Have you ever heard African Americans talk about having “the talk” with their teenage sons? It’s not a talk about sex. It’s about how to act around the police, especially if you are stopped for anything on the street or in your car. It’s not the kind of “talk” any White parents have to have with their teenage sons, is it? Within the past year our news media have been inundated by stories of police shootings of African American men. One of them was video recorded by the man’s girlfriend. Apparently he had done all that he had learned in “the talk,” yet when he reached for his wallet to get his license, the officer shot him fearing that he was reaching for a gun. A few months later a white mother of an adopted African American son told me of calling him after this incident to warn him to keep his license and other identifying papers on the dashboard when he was driving. He said that he had been doing this for some time. When we listen to such stories, we get some sense of what our Black brothers and sisters are dealing with. We begin to care more about their lives. As more and more of our fellow citizens have similar experiences and grow in such care the racial bias that is buried deeply in all of us will be transformed. This is grace in action. This is what can happen during our volunteer work in IVC, if we remain open to it.

 

Fr. Bill Barry, SJ is a Spiritual Reflector for IVC New England.  He entered the Society of Jesus in 1950 and was ordained in 1962. He earned a Ph.D. in clinical psychology from the University of Michigan in 1968. He has taught at the University of Michigan, Weston Jesuit School of Theology, and Boston College. Bill is the author or co-author of 20 books, including The Practice of Spiritual Direction, God and You, Finding God in All Things, Spiritual Direction and the Encounter with God, Who Do You Say I Am?, Contemplatives in Action, and A Friendship like No Other.
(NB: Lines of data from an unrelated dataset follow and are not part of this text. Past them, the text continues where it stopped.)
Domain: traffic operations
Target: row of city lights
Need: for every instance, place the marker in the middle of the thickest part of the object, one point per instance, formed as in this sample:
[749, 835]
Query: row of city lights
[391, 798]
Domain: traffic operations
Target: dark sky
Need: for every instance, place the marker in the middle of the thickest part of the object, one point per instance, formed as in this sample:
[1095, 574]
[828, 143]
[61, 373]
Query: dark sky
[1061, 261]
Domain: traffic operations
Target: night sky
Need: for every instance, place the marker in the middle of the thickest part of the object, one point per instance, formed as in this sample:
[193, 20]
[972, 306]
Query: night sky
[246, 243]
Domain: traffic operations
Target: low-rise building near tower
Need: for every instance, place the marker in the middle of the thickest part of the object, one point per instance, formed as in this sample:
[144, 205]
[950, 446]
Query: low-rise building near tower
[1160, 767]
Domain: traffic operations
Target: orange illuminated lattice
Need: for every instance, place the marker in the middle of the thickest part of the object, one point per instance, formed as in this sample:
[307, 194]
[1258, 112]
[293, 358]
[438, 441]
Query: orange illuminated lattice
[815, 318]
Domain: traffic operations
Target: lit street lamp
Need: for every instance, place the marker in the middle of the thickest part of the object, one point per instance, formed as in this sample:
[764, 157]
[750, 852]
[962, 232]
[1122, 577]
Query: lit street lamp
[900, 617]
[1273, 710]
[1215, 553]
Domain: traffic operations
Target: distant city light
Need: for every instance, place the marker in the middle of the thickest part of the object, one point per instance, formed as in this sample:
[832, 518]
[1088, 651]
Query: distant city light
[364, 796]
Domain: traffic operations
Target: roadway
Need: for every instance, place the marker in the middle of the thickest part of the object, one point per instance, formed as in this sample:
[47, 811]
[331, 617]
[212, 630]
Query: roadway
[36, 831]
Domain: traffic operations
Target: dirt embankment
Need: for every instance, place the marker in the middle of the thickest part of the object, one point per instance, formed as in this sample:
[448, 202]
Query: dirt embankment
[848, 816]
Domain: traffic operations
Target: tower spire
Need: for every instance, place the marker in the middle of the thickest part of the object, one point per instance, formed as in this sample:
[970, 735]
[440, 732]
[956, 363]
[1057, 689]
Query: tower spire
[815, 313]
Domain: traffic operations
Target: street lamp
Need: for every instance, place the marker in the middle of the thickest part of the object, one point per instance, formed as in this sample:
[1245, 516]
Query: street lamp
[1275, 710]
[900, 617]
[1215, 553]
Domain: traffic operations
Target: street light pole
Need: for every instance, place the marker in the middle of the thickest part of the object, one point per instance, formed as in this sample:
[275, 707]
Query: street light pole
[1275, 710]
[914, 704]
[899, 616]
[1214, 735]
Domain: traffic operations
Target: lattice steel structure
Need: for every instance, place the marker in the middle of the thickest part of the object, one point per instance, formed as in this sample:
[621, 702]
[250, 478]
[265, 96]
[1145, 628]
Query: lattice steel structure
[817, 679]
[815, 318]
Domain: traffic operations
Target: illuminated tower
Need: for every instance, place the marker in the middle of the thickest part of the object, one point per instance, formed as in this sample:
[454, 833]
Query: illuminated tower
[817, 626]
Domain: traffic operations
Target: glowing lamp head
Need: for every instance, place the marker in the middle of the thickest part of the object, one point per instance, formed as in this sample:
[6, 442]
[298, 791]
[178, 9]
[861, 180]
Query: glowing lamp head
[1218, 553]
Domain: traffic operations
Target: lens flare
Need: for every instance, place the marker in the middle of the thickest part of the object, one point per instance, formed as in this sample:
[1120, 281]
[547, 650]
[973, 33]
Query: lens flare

For more on his writing please visit Loyola Press.

2 Responses to “October”

  1. Judy Bond

    This blog post makes me only more aware of how much work I need to do to see my own “white privilege” as I “walk” through each and every day. It isn’t easy to see the subtlety every day when it has become so normalized. Thank you.

    Reply
  2. Susan McGowan

    And here in Chicago, the problem is even more complicated by the fact that so many police officers, too, are African-American. Because I’m not African-American, I have to stand in humble respect before conversations and stories that have not been a part of my life or the lives of my children. For anything that Bryan Stevenson and others are willing to share about this, I pray for the grace to learn and take to heart.